Opposites Attract: Getting Alone Time From An Extroverted Partner

When you’re an introvert with a significant other who’s an extrovert, finding that alone time you need can be a bit of a challenge.

Wendy Miller
10 min readJan 14, 2020


Photo by Caleb Frith on Unsplash

Jennifer* just moved in with her boyfriend, Tim. As an introvert, she lived happily alone and had little to no trouble finding the alone time she needed to recharge and relax. Now that she and Tim are living together, she’s finding that it’s become a struggle to get her alone time.
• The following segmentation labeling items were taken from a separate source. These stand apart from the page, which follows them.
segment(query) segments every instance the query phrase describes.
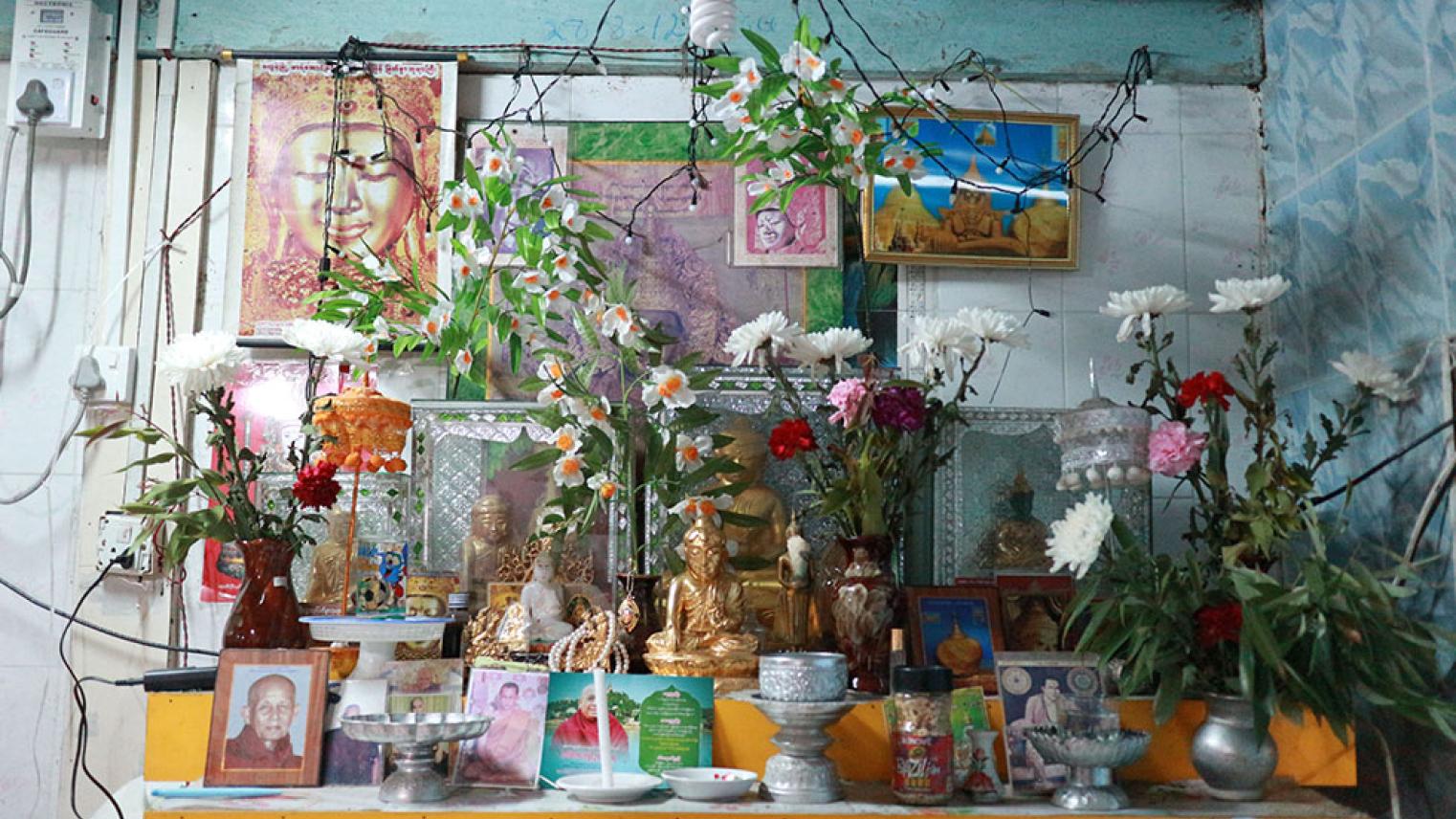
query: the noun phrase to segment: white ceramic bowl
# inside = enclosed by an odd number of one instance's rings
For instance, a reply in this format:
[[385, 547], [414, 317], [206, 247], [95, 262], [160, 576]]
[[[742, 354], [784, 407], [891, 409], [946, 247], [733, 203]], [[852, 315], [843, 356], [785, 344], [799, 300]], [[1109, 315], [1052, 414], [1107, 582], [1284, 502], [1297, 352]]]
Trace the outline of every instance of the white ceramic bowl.
[[556, 780], [556, 787], [581, 802], [601, 804], [636, 802], [660, 784], [662, 784], [662, 780], [646, 774], [613, 774], [610, 788], [601, 787], [600, 772], [572, 774]]
[[662, 778], [680, 799], [693, 802], [731, 802], [741, 799], [759, 783], [753, 771], [738, 768], [676, 768]]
Tim is an extrovert, and always seems to want to chat or enjoy her company.

The situation is made worse by the fact that both Jennifer and Tim work from home, which means neither of them leave the house on any consistent schedule.

“I love Tim,” Jennifer said. “I think we have a great future ahead of us, including getting married someday. But I don’t know how to tell him I need time away from him without hurting his feelings. I’m afraid it will ruin our relationship and destroy any future we might have. But if I don’t get that time alone, that might destroy it too.”

I know just how Jennifer feels, and I’m sure there are thousands, perhaps even millions, of other introverts who also get it. The good news is that it’s not as difficult as Jennifer thinks it is right now.

Let’s take a look at the things Jennifer can do to get the alone time she needs without creating a rift in her relationship with Tim.

Openly communicate the need for alone time

The first step is to openly communicate the need for alone time. This is where many of us struggle the most. Like Jennifer, we worry about hurting our significant other’s feelings by telling them we need time that doesn’t include them. We think they’ll be offended or so deeply hurt that the relationship won’t recover.

But it’s important to remember that even extroverts don’t want to spend all their time with their romantic partner. They want to hang out with friends, go out and do things, and sometimes even have some alone time themselves. They aren’t likely to be offended by your need for time to yourself.